Mike Hill of Tombs reminded us why we liked Fight Club before media oversaturation:
Fighting is one of the most extreme, visceral things that you can engage in. The Buddhists speak about “being in the moment.” Fighting places you in the moment, every time, connected to the physical world. Connecting to the physical world, breaking away from the world of abstraction, is what the nameless protagonist needs. That first fight, on the first night is where the nameless protagonist faces his own limitations and transcends them. He forces change by blowing up his condo and all of his material possessions, including his DKNY shoes, CK shirts, AX ties and engages in a mission of bottoming out.
Neill Jameson wrote about working at Castle Dracula on the boardwalk in Wildwood, New Jersey.
One thing “The Jersey Shore” got right was the instinctual urge of the intoxicated frat boy to strike whoever is near them, usually the closest female.
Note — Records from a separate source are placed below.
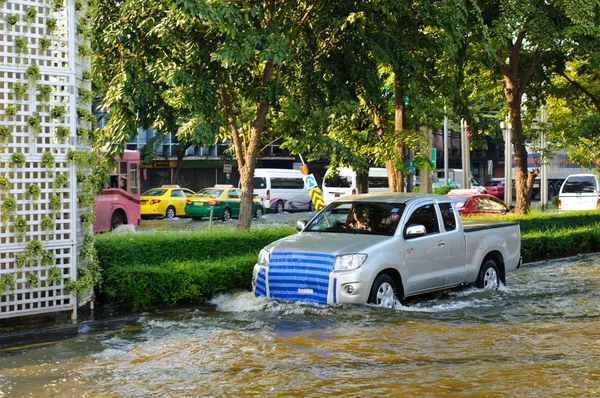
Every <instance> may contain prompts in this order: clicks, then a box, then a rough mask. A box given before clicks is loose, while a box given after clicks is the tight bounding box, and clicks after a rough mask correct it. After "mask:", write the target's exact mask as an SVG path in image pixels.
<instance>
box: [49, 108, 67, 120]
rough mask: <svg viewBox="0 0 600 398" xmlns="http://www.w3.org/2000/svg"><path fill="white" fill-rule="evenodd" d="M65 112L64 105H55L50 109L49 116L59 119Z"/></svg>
mask: <svg viewBox="0 0 600 398" xmlns="http://www.w3.org/2000/svg"><path fill="white" fill-rule="evenodd" d="M66 114H67V111H66V110H65V107H64V106H55V107H54V108H52V110H51V111H50V117H51V118H52V119H61V118H62V117H63V116H65V115H66Z"/></svg>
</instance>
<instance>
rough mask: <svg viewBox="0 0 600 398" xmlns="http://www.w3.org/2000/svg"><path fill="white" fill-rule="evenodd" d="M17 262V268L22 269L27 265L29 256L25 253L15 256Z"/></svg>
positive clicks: (18, 254)
mask: <svg viewBox="0 0 600 398" xmlns="http://www.w3.org/2000/svg"><path fill="white" fill-rule="evenodd" d="M15 262H16V263H17V267H18V268H21V267H22V266H24V265H25V264H26V263H27V255H26V254H25V253H23V252H21V253H17V254H15Z"/></svg>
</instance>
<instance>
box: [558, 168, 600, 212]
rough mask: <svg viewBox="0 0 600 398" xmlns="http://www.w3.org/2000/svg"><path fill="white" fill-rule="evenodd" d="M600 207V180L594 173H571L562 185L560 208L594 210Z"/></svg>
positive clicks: (559, 202)
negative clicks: (577, 173) (569, 175)
mask: <svg viewBox="0 0 600 398" xmlns="http://www.w3.org/2000/svg"><path fill="white" fill-rule="evenodd" d="M598 207H600V180H599V179H598V176H596V175H594V174H571V175H570V176H568V177H567V179H566V180H565V182H564V183H563V185H562V186H561V187H560V192H559V194H558V209H559V210H594V209H597V208H598Z"/></svg>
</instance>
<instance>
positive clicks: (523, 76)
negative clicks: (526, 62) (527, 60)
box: [517, 49, 542, 97]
You’d also get the guy who was an impossible mountain of a man: thousands of years ago people would have written poems about how he carried six horses upstream during a flood to save a village. Yet this his man will scare easily in a castle made out of stucco on the boardwalk. He will also throw a haymaker that will have you planning your coworker’s funeral before they hit the ground.
Exmortus played an incredible version of the Star Spangled Banner. This post quickly (and deservedly) went viral.
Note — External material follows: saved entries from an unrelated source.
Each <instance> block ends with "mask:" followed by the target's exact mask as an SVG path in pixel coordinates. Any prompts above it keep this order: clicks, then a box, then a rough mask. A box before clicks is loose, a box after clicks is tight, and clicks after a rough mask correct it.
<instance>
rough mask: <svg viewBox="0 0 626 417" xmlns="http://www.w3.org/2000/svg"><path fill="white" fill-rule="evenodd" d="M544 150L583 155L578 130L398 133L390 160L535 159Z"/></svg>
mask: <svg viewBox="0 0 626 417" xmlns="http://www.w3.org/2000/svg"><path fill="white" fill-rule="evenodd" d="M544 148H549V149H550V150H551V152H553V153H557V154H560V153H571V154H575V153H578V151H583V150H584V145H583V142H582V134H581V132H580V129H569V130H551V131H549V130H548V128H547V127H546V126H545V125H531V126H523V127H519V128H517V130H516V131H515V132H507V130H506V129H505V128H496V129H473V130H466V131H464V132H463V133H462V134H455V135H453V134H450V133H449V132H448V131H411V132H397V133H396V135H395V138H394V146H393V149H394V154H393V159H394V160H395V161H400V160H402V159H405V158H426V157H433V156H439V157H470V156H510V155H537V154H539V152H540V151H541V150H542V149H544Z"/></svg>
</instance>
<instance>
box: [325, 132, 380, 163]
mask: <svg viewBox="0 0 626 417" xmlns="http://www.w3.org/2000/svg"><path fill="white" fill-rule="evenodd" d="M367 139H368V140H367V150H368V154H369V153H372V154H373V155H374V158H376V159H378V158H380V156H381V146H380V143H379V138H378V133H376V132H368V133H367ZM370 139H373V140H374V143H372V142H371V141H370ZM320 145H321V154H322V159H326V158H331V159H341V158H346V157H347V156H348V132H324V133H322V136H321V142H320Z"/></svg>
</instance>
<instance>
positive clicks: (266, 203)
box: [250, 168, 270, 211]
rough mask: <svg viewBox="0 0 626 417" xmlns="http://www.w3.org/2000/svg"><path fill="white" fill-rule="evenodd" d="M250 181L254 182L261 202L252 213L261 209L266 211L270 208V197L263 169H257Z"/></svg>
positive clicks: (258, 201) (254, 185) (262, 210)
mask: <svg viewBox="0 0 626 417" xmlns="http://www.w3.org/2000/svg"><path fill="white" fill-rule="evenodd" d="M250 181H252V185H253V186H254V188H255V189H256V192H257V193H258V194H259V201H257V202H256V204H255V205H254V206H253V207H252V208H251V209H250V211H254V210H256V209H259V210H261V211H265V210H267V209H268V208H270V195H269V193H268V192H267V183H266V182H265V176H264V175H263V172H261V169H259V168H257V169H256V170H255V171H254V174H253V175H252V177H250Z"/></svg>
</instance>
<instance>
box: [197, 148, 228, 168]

Neill Jameson signed off from his record store job (he also got upgraded from the blog to the masthead and has a monthly column renamed Low Culture).
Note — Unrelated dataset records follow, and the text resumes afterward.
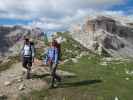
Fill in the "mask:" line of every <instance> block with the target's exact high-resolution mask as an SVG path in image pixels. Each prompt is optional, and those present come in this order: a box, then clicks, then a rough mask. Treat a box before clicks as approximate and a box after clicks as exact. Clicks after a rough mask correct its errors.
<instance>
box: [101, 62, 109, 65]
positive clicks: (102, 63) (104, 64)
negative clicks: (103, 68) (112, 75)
mask: <svg viewBox="0 0 133 100" xmlns="http://www.w3.org/2000/svg"><path fill="white" fill-rule="evenodd" d="M100 65H102V66H107V65H108V63H107V62H102V63H100Z"/></svg>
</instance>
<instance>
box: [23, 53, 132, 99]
mask: <svg viewBox="0 0 133 100" xmlns="http://www.w3.org/2000/svg"><path fill="white" fill-rule="evenodd" d="M100 59H101V58H100V57H97V56H92V55H91V56H84V57H82V58H80V59H79V62H78V63H76V64H74V63H72V62H67V63H65V64H64V65H61V66H60V69H62V70H65V71H69V72H73V73H76V77H64V78H63V81H62V83H61V84H60V85H59V87H58V88H55V89H47V90H46V89H42V90H41V91H33V92H31V94H29V95H28V96H27V97H25V96H24V97H23V99H22V100H30V99H31V98H32V100H115V97H118V98H119V99H120V100H132V98H133V96H132V92H133V87H132V84H133V77H132V75H128V74H126V72H125V69H127V70H133V67H132V66H133V62H126V63H121V64H118V63H117V62H111V63H110V64H108V65H107V66H102V65H100V62H101V60H100ZM126 78H129V80H127V79H126ZM44 79H45V78H44Z"/></svg>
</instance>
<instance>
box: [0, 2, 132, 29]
mask: <svg viewBox="0 0 133 100" xmlns="http://www.w3.org/2000/svg"><path fill="white" fill-rule="evenodd" d="M96 13H102V14H109V15H122V16H130V15H133V0H71V1H69V0H4V1H3V0H0V25H17V24H19V25H32V26H36V27H40V28H43V29H44V30H46V31H59V30H66V29H68V28H69V26H71V25H72V24H76V23H79V22H80V21H81V20H82V19H84V18H85V17H87V16H88V15H93V14H96Z"/></svg>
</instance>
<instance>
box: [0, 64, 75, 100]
mask: <svg viewBox="0 0 133 100" xmlns="http://www.w3.org/2000/svg"><path fill="white" fill-rule="evenodd" d="M57 73H58V74H59V75H61V76H73V75H74V74H73V73H69V72H64V71H61V70H58V71H57ZM25 74H26V71H24V69H23V68H22V65H21V63H15V64H13V65H12V67H11V68H10V69H8V70H6V71H3V72H1V73H0V100H1V98H7V99H8V100H18V99H17V98H18V96H19V95H21V94H27V93H29V92H31V91H32V90H41V89H45V88H46V89H47V88H48V83H47V81H46V80H43V79H42V77H45V76H48V77H49V68H48V67H45V66H40V65H38V64H34V65H33V67H32V71H31V77H32V78H31V79H30V80H27V79H26V78H25ZM35 76H36V77H35ZM2 100H3V99H2ZM4 100H5V99H4Z"/></svg>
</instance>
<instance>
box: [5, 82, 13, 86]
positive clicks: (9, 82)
mask: <svg viewBox="0 0 133 100" xmlns="http://www.w3.org/2000/svg"><path fill="white" fill-rule="evenodd" d="M11 84H12V83H11V82H10V81H6V82H5V83H4V85H5V86H9V85H11Z"/></svg>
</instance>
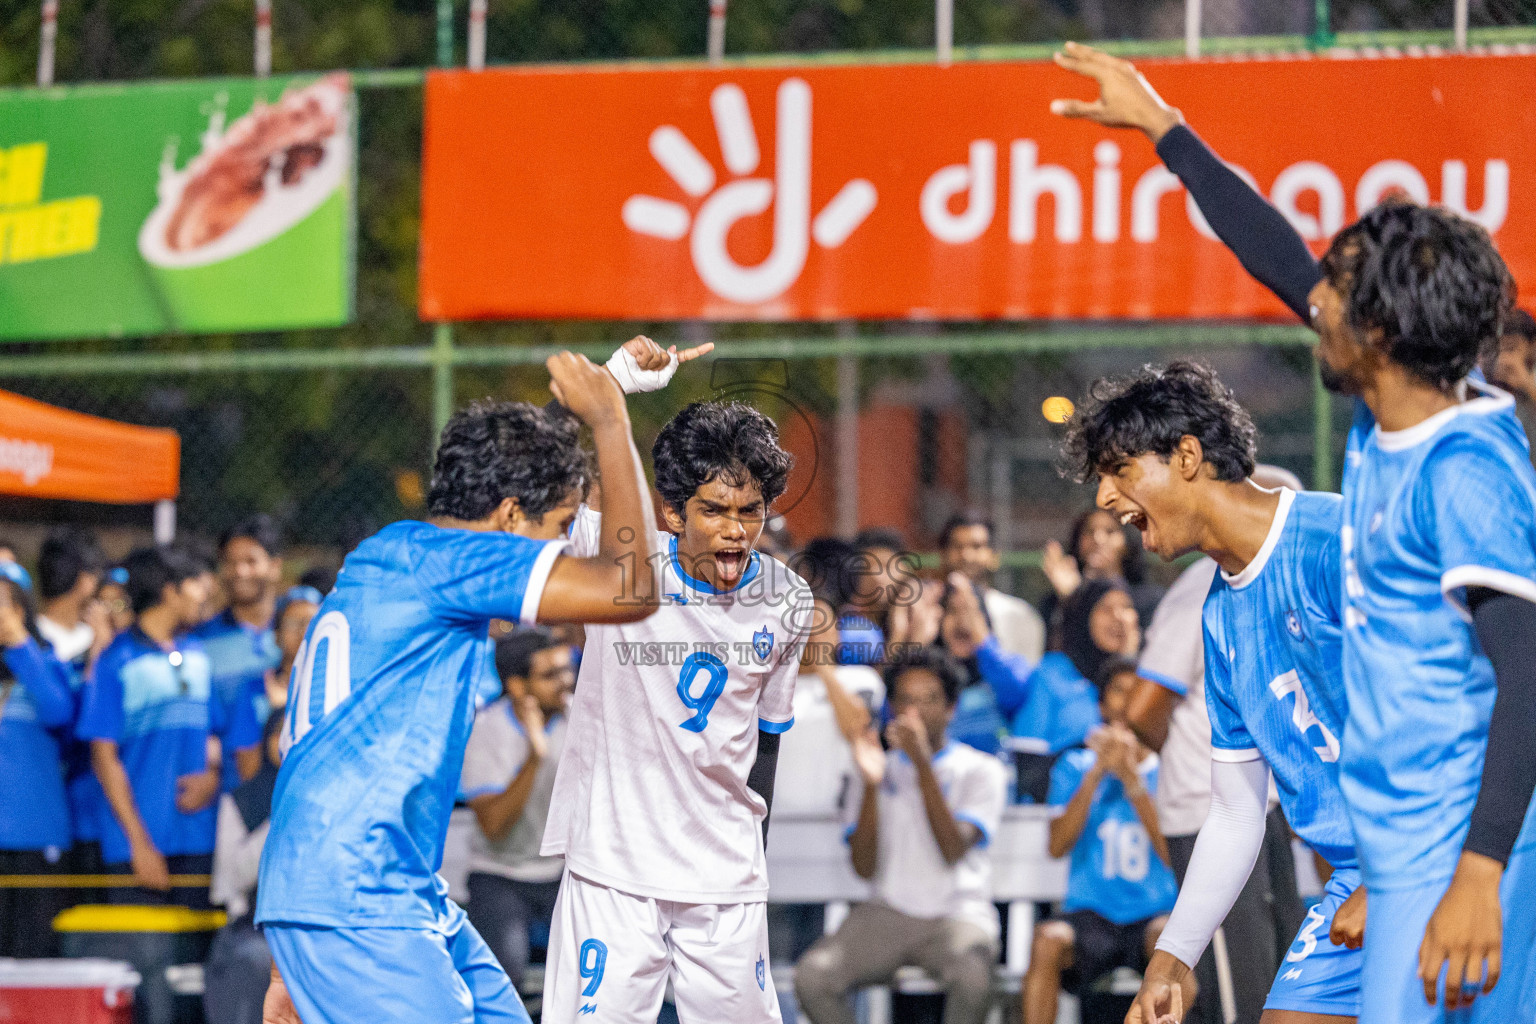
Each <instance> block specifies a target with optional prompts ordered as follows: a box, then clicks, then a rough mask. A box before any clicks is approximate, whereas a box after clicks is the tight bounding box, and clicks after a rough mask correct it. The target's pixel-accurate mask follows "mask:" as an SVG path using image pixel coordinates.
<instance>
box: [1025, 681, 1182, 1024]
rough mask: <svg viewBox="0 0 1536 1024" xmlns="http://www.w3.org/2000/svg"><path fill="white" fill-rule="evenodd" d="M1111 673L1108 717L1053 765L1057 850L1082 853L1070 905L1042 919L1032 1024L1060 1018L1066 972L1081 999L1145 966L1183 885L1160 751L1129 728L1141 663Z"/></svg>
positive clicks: (1105, 705) (1101, 693)
mask: <svg viewBox="0 0 1536 1024" xmlns="http://www.w3.org/2000/svg"><path fill="white" fill-rule="evenodd" d="M1101 682H1103V691H1101V694H1100V712H1101V714H1103V718H1104V722H1106V723H1107V725H1106V726H1103V728H1101V729H1097V731H1095V732H1094V734H1092V735H1089V737H1087V746H1086V748H1074V749H1071V751H1066V752H1064V754H1061V757H1060V758H1058V760H1057V763H1055V766H1054V768H1052V769H1051V791H1049V794H1048V797H1046V801H1048V803H1049V804H1051V806H1052V808H1058V809H1060V814H1058V815H1057V817H1055V818H1054V820H1052V821H1051V855H1052V857H1066V855H1068V854H1071V857H1072V860H1071V869H1069V874H1068V883H1066V900H1064V901H1063V903H1061V915H1060V917H1055V918H1052V920H1049V921H1041V923H1040V924H1038V926H1037V927H1035V943H1034V950H1032V953H1031V956H1029V973H1028V975H1026V976H1025V986H1023V990H1025V1024H1052V1022H1054V1021H1055V1019H1057V993H1058V990H1060V989H1061V981H1063V973H1066V975H1068V984H1071V987H1072V989H1074V992H1075V993H1077V996H1078V998H1080V999H1081V998H1083V996H1084V995H1086V993H1087V990H1089V986H1092V984H1094V981H1097V979H1098V978H1100V976H1103V975H1107V973H1109V972H1112V970H1115V969H1117V967H1130V969H1132V970H1140V969H1141V967H1144V966H1146V963H1147V956H1150V953H1152V944H1154V943H1157V938H1158V933H1160V932H1161V930H1163V926H1164V924H1166V923H1167V910H1169V907H1170V906H1172V904H1174V895H1175V892H1177V883H1175V881H1174V870H1172V860H1170V858H1169V852H1167V841H1166V840H1164V838H1163V827H1161V826H1160V824H1158V820H1157V806H1155V804H1154V800H1155V798H1157V775H1158V757H1157V754H1154V752H1150V751H1149V749H1146V748H1144V746H1141V743H1140V740H1137V737H1135V734H1134V732H1130V729H1129V728H1126V705H1127V703H1129V700H1130V692H1132V691H1134V689H1135V683H1137V677H1135V665H1132V663H1130V662H1129V660H1124V659H1118V657H1117V659H1112V660H1111V662H1109V663H1107V665H1106V668H1104V679H1103V680H1101Z"/></svg>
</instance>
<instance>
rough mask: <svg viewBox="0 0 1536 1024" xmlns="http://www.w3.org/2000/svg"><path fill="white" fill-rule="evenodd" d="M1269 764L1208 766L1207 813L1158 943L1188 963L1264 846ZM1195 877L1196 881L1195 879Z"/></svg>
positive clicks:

Much to the delight of casual record shoppers in the southern New Jersey region, I recently finished my tour of duty after four years.
Working in a record store can be a great thing. You’re surrounded by music all day and that’s all you focus on. But like anything it can burn you out. You see issues with certain people’s ethics when it comes to things like bootlegs (i.e. “unofficial imports”) or if you see stores selling rewrapped promo CDs as new. You deal with customers who may be having the worst day of their lives and didn’t mean to get shitty with you but it doesn’t matter.
David Hall of Handshake Records wrote about his difficulties in getting the Couch Slut album art printed.
Now, I’m not going to pretend to speak for the band or their logic for wanting to use this image, and the other images from the same artist that make up the design and artwork for the album. Personally, I think the drawing and design works. It’s a drawing of a woman giving a blowjob. You can make up your own “narrative” regarding the image, but on the surface, it’s a drawing of a sexual act, plain and simple. Is this something that should be on the cover of an album? Is it offensive? Is it inappropriate? Is it shocking for the sake of being shocking? I mean, yeah, I don’t think the album is appropriate or children to look at, but other than that, it is what it is.